If square footage is an issue, then home offices typically find themselves sharing space with guests (the guest room); daily meals (the kitchen table); or living room activities (a desk in the corner). So it takes some creative planning to make a home office work for a writer.

The first step is to select one location for your workspace. Ideally, this is a designated home office. But it could be a comfortable chair, your bed, or the ever-popular kitchen table. Whatever the space, it is important that you make it your space. In other words, this is the place you go to write. As with meditation, when you use the same space each time, it helps you drop into the flow more easily. It also signals that you're making writing an important priority.

Here's an aside about working in coffee shops: Some people need the stimulation of other people in their vicinity to get motivated to write.
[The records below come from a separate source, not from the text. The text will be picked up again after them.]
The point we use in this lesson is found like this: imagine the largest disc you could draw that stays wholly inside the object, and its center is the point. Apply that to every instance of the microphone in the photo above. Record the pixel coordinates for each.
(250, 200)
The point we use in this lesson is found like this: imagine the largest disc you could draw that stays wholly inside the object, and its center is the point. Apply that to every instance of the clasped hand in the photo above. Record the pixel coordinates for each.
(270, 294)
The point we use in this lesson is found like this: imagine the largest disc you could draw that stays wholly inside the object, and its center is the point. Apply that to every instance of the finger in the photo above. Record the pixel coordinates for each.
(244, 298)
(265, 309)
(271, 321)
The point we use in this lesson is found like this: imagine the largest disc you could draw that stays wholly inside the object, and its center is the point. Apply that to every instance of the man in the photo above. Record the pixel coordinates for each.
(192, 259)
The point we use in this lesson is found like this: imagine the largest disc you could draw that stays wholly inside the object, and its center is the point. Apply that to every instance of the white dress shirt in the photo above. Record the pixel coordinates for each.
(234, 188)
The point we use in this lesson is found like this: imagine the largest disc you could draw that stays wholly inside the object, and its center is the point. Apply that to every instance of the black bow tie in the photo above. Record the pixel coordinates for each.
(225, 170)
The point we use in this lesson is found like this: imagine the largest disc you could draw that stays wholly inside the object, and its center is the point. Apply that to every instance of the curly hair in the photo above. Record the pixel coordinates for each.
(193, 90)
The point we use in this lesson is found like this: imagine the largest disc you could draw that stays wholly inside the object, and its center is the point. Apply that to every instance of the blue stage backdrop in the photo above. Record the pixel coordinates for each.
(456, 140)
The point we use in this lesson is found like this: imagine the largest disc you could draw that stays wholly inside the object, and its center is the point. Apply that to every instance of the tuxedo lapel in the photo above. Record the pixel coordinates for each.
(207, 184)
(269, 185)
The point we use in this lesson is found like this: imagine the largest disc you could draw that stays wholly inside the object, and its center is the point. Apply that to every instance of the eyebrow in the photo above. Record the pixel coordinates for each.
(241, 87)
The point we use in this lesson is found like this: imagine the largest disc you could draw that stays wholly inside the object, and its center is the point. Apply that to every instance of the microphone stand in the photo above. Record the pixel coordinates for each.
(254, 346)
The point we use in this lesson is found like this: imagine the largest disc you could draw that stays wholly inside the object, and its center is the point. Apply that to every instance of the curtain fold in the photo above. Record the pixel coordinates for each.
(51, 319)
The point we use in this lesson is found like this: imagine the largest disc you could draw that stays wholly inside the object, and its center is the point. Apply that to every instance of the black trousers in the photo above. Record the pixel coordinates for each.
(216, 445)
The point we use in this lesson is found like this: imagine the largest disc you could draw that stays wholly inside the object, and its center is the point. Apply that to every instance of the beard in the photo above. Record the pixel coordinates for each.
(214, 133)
For others, people in their environment is -- at worst, irritating; and at best, distracting. Experiment to discover what works for you.

The Right Place for Your Desk

There are a few things to keep in mind when setting up a workspace. The most important consideration for any office is its desk placement. When sitting at your desk, you should be in the "Command Position." Simply put, this is the position that puts you "in command," able to survey everything in your surroundings. This position comes from our instinctive need to have visible control of our environment.

The ideal Command Position would be with a view of the door from your chair, a view looking out a window, and a solid wall behind you. This may mean moving your desk into the room and away from the wall. If this is absolutely not possible, then put up a mirror that allows you to see the door in its reflection. If you do not use a desk, but instead use a countertop, or even your lap, it is still important to face the door entering the room. You want to feel confident as you sit in your space -- whether you are home alone, or surrounded by a hundred colleagues in a business office.

As an example, let's say a writer's office is doubling as a guest room. In this case, the desk should face the door, but shouldn't be directly in line with it (that would result in too much chi energy flowing into the room, disturbing the writer). It's best if a window is not behind the desk. Why? A wall backing you up offers support, and for writers in an isolated profession, feeling supported is crucial. The writer in this case could simply keep the blind closed, so the feeling of being exposed is minimized.

Clear All Clutter

It is very important to have an uncluttered space when writing. Your mind is directly affected by your environment. So once you designate your workspace, be sure to clear it of all clutter.

What Size Should Your Desk Be?

The size of your desk is a personal choice, and depends upon what you prefer. Everyone likes or requires a different amount of work surface area. For some, an executive-size desk makes them feel more powerful. For others, it's just more space to keep clean. I personally prefer a small desk that will accommodate my laptop, cup of tea, and cell phone.
But I work virtually paperfree, and prefer to keep everything either on my phone or in my computer. So, in my office, my desk isn't large, but it does take center stage. It faces the door without being in direct line with it, and it isn't in front of a window. When you're ready to pick out your desk, find one that fits your work style and is comfortable for you. If you are physically cramped, your creativity can't flow freely.

If you create a designated workspace that feels good to you, you will be more likely to get to work on your writing, to enjoy your writing time, and to be successful with whatever you write.